For the Ukrainian crisis, Trump might propose the creation of a US-Russian working group to assist the Minsk process. Should Trump be convinced that only US involvement can resolve the issue, perhaps the group could be incorporated into the Minsk process. He might also hint that in return for some Moscow concessions on Ukraine, such as backing a more expanded version of the proposed peacekeeping mission beyond the line of contact, he might be willing to put pressure on Kiev to finally fulfill its Minsk agreement obligation to engage a dialogue with the Donbass rebel regions’ representatives:

(1) on the modalities related to conducting elections in the Donbass, (2) on a Ukrainian law to be adopted according to Minsk-2 ‘On the temporary order of local government in certain areas of the Donetsk and the Lugansk regions,’ or (3) ‘with respect to the future operation of these areas on the basis of the Law,’ or, for that matter, (4) on any other subject related to the crisis.
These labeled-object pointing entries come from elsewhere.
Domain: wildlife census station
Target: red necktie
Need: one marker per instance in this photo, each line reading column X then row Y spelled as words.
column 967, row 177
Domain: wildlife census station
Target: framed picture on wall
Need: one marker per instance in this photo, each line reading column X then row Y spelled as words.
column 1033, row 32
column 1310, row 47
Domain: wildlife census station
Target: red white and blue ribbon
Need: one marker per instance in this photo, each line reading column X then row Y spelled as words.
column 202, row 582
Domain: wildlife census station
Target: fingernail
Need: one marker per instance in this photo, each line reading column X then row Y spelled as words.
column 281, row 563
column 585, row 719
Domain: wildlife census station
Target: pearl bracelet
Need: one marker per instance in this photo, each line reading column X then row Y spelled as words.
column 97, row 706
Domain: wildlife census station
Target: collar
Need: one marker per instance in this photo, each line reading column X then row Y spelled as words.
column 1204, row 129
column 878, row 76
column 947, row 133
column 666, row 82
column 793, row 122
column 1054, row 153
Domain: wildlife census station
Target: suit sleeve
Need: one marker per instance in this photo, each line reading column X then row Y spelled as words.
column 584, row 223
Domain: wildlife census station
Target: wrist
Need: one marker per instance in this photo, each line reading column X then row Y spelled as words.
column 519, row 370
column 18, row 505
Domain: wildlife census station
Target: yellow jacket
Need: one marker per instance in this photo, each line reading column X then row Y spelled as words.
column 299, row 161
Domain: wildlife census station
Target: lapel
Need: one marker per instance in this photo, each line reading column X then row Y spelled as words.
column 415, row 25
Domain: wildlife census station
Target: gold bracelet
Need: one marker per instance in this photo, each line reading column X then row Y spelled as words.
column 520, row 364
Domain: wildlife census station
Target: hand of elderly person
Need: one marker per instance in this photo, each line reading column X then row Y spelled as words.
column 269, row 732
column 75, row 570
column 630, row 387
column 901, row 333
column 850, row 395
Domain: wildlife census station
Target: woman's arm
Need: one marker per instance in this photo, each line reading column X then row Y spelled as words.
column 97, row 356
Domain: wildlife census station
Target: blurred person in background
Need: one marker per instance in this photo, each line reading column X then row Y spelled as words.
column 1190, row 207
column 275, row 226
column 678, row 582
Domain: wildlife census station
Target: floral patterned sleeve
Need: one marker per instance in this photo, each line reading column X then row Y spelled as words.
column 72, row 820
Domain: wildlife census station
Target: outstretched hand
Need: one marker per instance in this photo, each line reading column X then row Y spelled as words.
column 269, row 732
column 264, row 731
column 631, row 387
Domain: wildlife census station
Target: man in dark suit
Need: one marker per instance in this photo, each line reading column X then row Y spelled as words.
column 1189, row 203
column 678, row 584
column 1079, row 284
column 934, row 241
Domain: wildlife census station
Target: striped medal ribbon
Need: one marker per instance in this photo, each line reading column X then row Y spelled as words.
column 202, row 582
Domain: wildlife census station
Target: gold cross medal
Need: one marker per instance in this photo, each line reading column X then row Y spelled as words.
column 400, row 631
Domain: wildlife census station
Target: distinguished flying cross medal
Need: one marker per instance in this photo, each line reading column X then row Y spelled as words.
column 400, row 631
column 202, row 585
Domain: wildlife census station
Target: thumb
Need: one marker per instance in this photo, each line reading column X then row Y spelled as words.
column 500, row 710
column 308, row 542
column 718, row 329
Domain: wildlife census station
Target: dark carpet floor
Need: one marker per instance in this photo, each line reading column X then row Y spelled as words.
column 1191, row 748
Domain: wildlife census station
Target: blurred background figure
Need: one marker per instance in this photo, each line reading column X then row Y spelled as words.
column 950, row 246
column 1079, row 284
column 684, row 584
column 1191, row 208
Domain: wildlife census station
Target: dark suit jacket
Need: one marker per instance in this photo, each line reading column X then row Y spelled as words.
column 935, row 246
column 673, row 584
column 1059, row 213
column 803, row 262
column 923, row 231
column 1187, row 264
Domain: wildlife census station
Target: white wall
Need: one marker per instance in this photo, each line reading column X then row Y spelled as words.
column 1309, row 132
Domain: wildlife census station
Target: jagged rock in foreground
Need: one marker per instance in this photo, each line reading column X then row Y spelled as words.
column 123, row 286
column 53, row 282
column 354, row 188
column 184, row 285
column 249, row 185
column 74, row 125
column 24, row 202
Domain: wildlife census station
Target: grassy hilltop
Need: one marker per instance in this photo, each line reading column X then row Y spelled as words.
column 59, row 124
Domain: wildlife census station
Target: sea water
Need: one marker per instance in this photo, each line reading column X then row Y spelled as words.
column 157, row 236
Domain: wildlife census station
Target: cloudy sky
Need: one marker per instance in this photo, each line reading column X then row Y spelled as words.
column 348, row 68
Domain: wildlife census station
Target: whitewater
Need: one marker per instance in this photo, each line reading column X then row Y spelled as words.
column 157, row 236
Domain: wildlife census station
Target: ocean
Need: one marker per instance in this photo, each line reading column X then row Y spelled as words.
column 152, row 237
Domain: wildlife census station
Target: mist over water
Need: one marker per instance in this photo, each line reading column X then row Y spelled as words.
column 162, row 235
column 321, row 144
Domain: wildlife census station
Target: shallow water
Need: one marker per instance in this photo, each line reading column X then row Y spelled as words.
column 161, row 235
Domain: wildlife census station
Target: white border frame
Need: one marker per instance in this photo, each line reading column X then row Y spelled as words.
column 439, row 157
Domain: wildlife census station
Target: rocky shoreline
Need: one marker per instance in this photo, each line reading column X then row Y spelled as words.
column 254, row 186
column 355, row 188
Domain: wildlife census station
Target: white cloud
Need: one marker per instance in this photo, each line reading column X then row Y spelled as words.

Washington pressure on Kiev to talk directly with the rebels may be possible now that four years too late some of the Washington institutions that supported the Maidan revolt and illegal overthrow of Yanukovych such as the Atlantic Council and Freedom House, are waking up to the neofascist threat on the edges of the Maidan regime and in society.

In Syria, the Trump administration has abandoned any attempt to salvage the mess or Obama’s Muslim Brotherhood strategy that made it. In addition, to discussions and perhaps new mechanism for de-confliction and joint efforts to ensure humanitarian assistance, Trump might try to address the Iranian issue in part by offering talks on a new nuclear treaty with Teheran co-sponsored with Moscow and in part by proposing some new negotiating mechanism co-sponsored with Moscow for the Israeli-Palestinian conflict towards creating a Palestinian state using the leverage over Israel garnered by way of the transfer of the US embassy to Jerusalem. Trump might offer assistance in stabilizing Syria or at least in not destabilizing Syria again along with sanctions relief in return for concessions from Putin on Ukraine. Working groups on mutual non-interference in each other’s domestic politics and cyber security might also emerge.

None of these measures can by themselves even if they achieved the final results can resolve the ultimate security dilemma that sits at the heart of the tattered US-Russian relationship, but they can begin to stop the bleeding, de-escalate the several crises at hand, and create a footing for a later turn towards better relations. But only an end to NATO expansion can untie knot of the ‘new cold war’ that has been creeping towards Russian-American military confrontation in Europe and forging the Sino-Russian Eurasian alliance.